Le lutteur Chilon, natif de Patras en Achaïe, n'est guère moins fameux que Milon, par le nombre de ses victoires à la lutte. Il fut couronné deux fois à Olympie, une fois à Delphes, quatre fois aux jeux isthmiques, et trois fois aux néméens. Sa statue faite des mains de Lysippe, se voyait encore à Olympie du temps de Pausanias. Il fut tué dans une bataille, et les Achéens lui élevèrent une tombeau à leurs dépens, avec une inscription simple, qui contenait les faits que je viens de rapporter.

Pausanias parle du pancratiaste Polydamas, non seulement comme du plus grand homme de son siècle pour la taille, mais il raconte encore de ce célèbre athlete des choses presque aussi surprenantes que celles qu'on attribue à Milon.
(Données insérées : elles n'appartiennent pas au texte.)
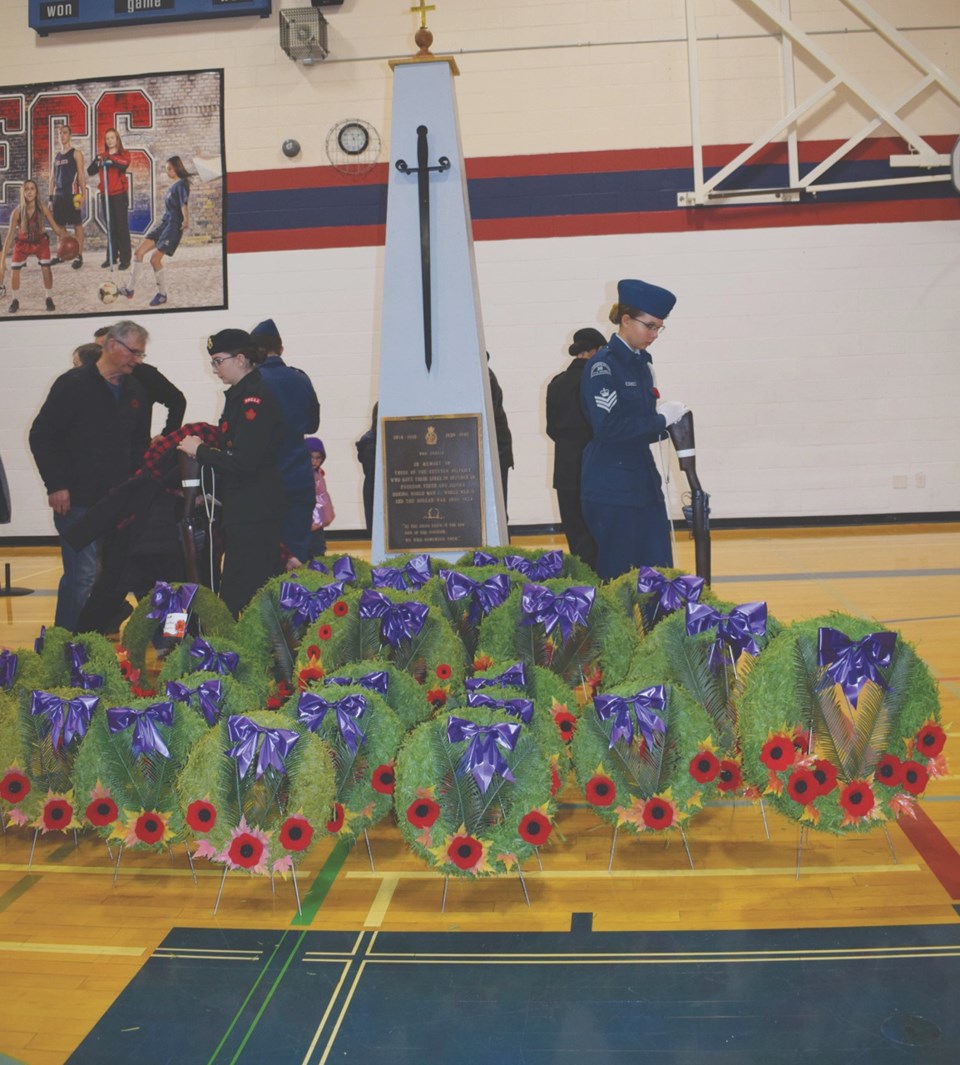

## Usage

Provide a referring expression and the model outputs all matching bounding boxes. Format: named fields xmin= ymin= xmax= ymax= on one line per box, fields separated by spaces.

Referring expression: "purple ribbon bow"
xmin=190 ymin=636 xmax=240 ymax=676
xmin=357 ymin=588 xmax=429 ymax=648
xmin=280 ymin=580 xmax=343 ymax=625
xmin=593 ymin=684 xmax=667 ymax=748
xmin=686 ymin=603 xmax=767 ymax=669
xmin=296 ymin=691 xmax=367 ymax=754
xmin=440 ymin=570 xmax=510 ymax=625
xmin=323 ymin=669 xmax=390 ymax=695
xmin=370 ymin=555 xmax=433 ymax=592
xmin=637 ymin=566 xmax=703 ymax=620
xmin=307 ymin=555 xmax=357 ymax=585
xmin=64 ymin=643 xmax=103 ymax=691
xmin=166 ymin=681 xmax=223 ymax=725
xmin=520 ymin=585 xmax=597 ymax=640
xmin=503 ymin=551 xmax=564 ymax=580
xmin=30 ymin=691 xmax=100 ymax=751
xmin=147 ymin=580 xmax=198 ymax=618
xmin=0 ymin=648 xmax=19 ymax=689
xmin=227 ymin=715 xmax=300 ymax=781
xmin=816 ymin=626 xmax=897 ymax=706
xmin=446 ymin=715 xmax=523 ymax=792
xmin=467 ymin=691 xmax=534 ymax=725
xmin=107 ymin=703 xmax=174 ymax=758
xmin=463 ymin=662 xmax=526 ymax=691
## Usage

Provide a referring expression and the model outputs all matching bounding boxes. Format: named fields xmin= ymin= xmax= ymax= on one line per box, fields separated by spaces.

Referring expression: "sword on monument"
xmin=667 ymin=410 xmax=710 ymax=585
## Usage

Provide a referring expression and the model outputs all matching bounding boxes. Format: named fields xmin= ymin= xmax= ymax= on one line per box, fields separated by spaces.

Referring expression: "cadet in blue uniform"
xmin=581 ymin=280 xmax=686 ymax=580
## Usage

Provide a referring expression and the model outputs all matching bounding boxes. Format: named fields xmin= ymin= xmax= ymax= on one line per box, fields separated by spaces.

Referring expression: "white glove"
xmin=657 ymin=399 xmax=686 ymax=425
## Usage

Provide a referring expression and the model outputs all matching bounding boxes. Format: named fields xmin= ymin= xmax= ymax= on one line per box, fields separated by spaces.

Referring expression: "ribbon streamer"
xmin=107 ymin=703 xmax=174 ymax=758
xmin=446 ymin=715 xmax=523 ymax=793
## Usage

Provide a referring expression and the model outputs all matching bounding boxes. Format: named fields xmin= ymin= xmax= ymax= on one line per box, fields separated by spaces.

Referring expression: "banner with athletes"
xmin=0 ymin=69 xmax=227 ymax=321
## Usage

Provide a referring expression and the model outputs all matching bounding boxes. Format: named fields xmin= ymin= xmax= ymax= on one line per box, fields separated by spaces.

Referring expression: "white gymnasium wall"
xmin=0 ymin=0 xmax=960 ymax=536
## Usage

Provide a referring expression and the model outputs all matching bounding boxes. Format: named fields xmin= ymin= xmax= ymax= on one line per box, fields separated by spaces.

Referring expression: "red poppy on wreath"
xmin=689 ymin=751 xmax=720 ymax=784
xmin=902 ymin=761 xmax=930 ymax=796
xmin=874 ymin=754 xmax=904 ymax=788
xmin=327 ymin=802 xmax=343 ymax=832
xmin=760 ymin=733 xmax=797 ymax=773
xmin=370 ymin=761 xmax=396 ymax=796
xmin=786 ymin=769 xmax=820 ymax=806
xmin=186 ymin=799 xmax=216 ymax=832
xmin=227 ymin=832 xmax=263 ymax=869
xmin=717 ymin=758 xmax=744 ymax=791
xmin=0 ymin=769 xmax=30 ymax=806
xmin=40 ymin=799 xmax=74 ymax=832
xmin=586 ymin=773 xmax=617 ymax=806
xmin=280 ymin=817 xmax=313 ymax=851
xmin=407 ymin=799 xmax=440 ymax=829
xmin=840 ymin=781 xmax=877 ymax=818
xmin=915 ymin=723 xmax=946 ymax=758
xmin=446 ymin=836 xmax=484 ymax=869
xmin=133 ymin=812 xmax=166 ymax=843
xmin=83 ymin=796 xmax=118 ymax=829
xmin=517 ymin=809 xmax=553 ymax=847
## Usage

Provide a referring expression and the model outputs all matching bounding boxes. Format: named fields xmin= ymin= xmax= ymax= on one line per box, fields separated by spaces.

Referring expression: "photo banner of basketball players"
xmin=0 ymin=69 xmax=227 ymax=321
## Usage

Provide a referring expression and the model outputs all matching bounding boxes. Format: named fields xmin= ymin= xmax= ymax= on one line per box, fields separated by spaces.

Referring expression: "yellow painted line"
xmin=0 ymin=939 xmax=147 ymax=957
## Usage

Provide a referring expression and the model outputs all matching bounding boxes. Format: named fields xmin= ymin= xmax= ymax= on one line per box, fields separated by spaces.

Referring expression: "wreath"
xmin=572 ymin=683 xmax=719 ymax=833
xmin=282 ymin=685 xmax=404 ymax=838
xmin=393 ymin=707 xmax=556 ymax=876
xmin=477 ymin=579 xmax=639 ymax=689
xmin=741 ymin=613 xmax=946 ymax=835
xmin=177 ymin=710 xmax=336 ymax=873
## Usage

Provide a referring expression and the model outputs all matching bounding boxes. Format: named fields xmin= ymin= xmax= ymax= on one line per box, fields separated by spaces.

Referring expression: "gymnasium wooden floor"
xmin=0 ymin=525 xmax=960 ymax=1065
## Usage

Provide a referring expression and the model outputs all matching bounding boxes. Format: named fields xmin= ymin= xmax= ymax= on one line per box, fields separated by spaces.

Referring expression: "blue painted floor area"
xmin=69 ymin=919 xmax=960 ymax=1065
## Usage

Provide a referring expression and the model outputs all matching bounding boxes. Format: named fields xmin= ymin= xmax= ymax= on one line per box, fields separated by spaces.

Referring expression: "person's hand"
xmin=657 ymin=399 xmax=687 ymax=425
xmin=47 ymin=488 xmax=70 ymax=518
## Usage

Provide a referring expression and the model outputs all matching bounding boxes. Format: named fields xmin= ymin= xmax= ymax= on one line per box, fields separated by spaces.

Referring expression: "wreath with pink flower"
xmin=741 ymin=613 xmax=946 ymax=835
xmin=393 ymin=707 xmax=556 ymax=878
xmin=572 ymin=678 xmax=720 ymax=833
xmin=177 ymin=710 xmax=336 ymax=874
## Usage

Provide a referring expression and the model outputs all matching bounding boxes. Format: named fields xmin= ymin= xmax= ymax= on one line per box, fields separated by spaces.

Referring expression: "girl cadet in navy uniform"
xmin=581 ymin=280 xmax=686 ymax=580
xmin=178 ymin=329 xmax=287 ymax=618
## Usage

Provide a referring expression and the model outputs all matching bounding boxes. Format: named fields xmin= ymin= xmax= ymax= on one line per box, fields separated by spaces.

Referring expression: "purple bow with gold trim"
xmin=166 ymin=681 xmax=223 ymax=725
xmin=147 ymin=580 xmax=198 ymax=618
xmin=520 ymin=585 xmax=597 ymax=640
xmin=323 ymin=669 xmax=390 ymax=695
xmin=296 ymin=691 xmax=367 ymax=754
xmin=30 ymin=691 xmax=100 ymax=751
xmin=446 ymin=715 xmax=523 ymax=792
xmin=467 ymin=691 xmax=534 ymax=725
xmin=463 ymin=662 xmax=526 ymax=691
xmin=280 ymin=580 xmax=343 ymax=625
xmin=357 ymin=588 xmax=429 ymax=648
xmin=370 ymin=555 xmax=434 ymax=592
xmin=816 ymin=626 xmax=897 ymax=706
xmin=64 ymin=643 xmax=103 ymax=691
xmin=440 ymin=570 xmax=510 ymax=625
xmin=227 ymin=715 xmax=300 ymax=781
xmin=686 ymin=603 xmax=767 ymax=669
xmin=637 ymin=566 xmax=703 ymax=621
xmin=190 ymin=636 xmax=240 ymax=676
xmin=107 ymin=703 xmax=174 ymax=758
xmin=593 ymin=684 xmax=667 ymax=748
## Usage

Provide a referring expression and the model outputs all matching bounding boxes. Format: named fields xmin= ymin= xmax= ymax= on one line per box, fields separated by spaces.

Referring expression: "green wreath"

Il mourut, comme lui, par trop de confiance en ses forces. Etant entré avec quelques camarades dans une caverne, pour s'y mettre à couvert de l'excessive chaleur, la voute de la caverne prête à fondre sur eux, s'entr'ouvrit en plusieurs endroits. Les compagnons de Polydamas prirent la fuite ; mais lui moins craintif, ou plus téméraire, éleva ses deux mains, prétendant soutenir la hauteur de pierres qui s'écroulaient, et qui l'accabla de ses ruines.

Je finis ma liste des célèbres lutteurs par l'athlete Théagène de Thasos, vainqueur au pancrace, au pugilat et à la course, une fois aux jeux olympiques, trois fois aux pythiens, neuf fois aux néméens, et dix fois aux isthmiques. Il emporta tant de prix aux autres jeux de la Grèce, que ses couronnes allaient jusqu'au nombre de quatorze cent, selon Pausanias, ou de douze cent, selon Plutarque. (D.J.)